This week we’re celebrating the day Francis Bacon was born, 28th October 1909.
In 1985 the Director of Tate, Alan Bowness, called Bacon:
the greatest living painter; no artist in our century has presented the human predicament with such insight and feeling.
Alongside JMW Turner, Bacon is regarded as Britain’s greatest painter. A varied visual lexicon, drawing from photographs torn from magazines and film imagery, combined with an ardent knowledge of the historical tradition of painting led Bacon to depict the human body in ways unique in the history of painting.

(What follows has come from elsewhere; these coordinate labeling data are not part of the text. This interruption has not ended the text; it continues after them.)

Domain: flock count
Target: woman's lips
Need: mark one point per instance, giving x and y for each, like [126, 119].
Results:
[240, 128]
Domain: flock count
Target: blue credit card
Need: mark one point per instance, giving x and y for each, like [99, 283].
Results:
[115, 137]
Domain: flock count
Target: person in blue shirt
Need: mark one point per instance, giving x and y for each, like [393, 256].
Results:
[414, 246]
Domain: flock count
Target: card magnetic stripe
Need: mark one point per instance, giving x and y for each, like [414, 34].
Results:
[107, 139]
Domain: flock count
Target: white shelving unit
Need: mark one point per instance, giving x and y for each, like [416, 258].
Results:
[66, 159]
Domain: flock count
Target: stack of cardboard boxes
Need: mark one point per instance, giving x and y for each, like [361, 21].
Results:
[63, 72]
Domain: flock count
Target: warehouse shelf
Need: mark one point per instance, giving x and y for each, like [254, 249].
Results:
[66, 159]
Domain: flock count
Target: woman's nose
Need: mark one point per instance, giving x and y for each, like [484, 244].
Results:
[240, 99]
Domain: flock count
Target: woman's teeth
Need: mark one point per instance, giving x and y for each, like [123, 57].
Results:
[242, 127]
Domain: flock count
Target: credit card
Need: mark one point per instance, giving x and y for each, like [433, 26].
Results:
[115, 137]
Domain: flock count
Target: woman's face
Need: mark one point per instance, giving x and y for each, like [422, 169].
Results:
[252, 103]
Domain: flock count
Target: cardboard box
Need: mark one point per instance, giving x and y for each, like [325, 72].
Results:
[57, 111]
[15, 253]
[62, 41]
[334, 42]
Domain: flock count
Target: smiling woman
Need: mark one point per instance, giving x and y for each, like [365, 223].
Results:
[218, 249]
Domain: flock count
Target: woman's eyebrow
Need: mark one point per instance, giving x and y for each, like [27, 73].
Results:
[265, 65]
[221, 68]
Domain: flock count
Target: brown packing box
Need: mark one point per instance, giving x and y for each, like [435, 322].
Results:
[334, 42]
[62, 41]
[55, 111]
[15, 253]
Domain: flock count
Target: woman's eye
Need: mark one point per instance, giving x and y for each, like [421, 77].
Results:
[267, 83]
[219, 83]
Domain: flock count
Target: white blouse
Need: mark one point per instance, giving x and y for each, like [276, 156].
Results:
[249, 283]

Born to an English family in Dublin, Bacon’s early life was plagued by chronic asthma, which he suffered from throughout his life, and he had little formal education. In 1926 he moved to London and went on to live in Berlin and Paris. In 1928 in Paris he saw an exhibition of Picasso’s work and there, inspired, he began to paint and draw.
In Three Studies for Figures at the Base of a Crucifixion, three pallid, isolated figures on pedestals flank a hot orange background in a triptych of canvases. With distended necks and deficient limbs these bodies appear otherworldly and nightmarish, warped by an apparent stress and ensuing pain.
Bacon once said:
I would like my pictures to look as if a human being had passed between them…like a snail, leaving a trail of the human presence and memory trace of past events as the snail leaves its slime.

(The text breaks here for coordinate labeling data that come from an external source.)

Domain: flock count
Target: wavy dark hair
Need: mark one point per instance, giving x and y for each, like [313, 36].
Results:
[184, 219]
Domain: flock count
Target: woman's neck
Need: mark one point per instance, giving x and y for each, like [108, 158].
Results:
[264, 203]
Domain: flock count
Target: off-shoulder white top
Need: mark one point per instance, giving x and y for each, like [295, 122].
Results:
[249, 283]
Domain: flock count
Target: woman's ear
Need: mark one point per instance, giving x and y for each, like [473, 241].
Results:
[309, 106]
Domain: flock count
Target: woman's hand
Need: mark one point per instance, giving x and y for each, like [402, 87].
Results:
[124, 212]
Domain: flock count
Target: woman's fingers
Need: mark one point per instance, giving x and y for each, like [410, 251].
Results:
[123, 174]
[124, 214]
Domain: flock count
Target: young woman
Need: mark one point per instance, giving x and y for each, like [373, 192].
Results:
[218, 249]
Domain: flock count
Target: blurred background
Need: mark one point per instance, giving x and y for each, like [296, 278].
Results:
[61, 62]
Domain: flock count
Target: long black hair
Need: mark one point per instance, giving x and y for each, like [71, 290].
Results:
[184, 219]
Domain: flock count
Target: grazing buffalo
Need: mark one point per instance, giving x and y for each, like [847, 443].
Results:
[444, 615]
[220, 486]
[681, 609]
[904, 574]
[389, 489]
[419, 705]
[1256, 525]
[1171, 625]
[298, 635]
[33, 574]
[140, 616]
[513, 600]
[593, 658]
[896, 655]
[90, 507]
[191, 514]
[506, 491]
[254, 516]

First shown at Lefevre Gallery, Mayfair, in April 1945 to disquiet and praise alike, this painting is seen to mark the beginning of Bacon’s mature career as an artist. Through the medium of paint Bacon explored the human condition via an existential lens that when combined with his colourful private life led him to cut a controversial figure.
In 1961, Bacon settled in Reece Mews, a former coach house in South Kensington, where he lived and worked for the rest of his life. The following year Tate held a retrospective of 90 of his paintings and Bacon’s self-taught painterly skill was recognised on an international scale. This was followed by a further major exhibition at Tate in 1985 and another following his death in 1992 at Tate Britain in 2008.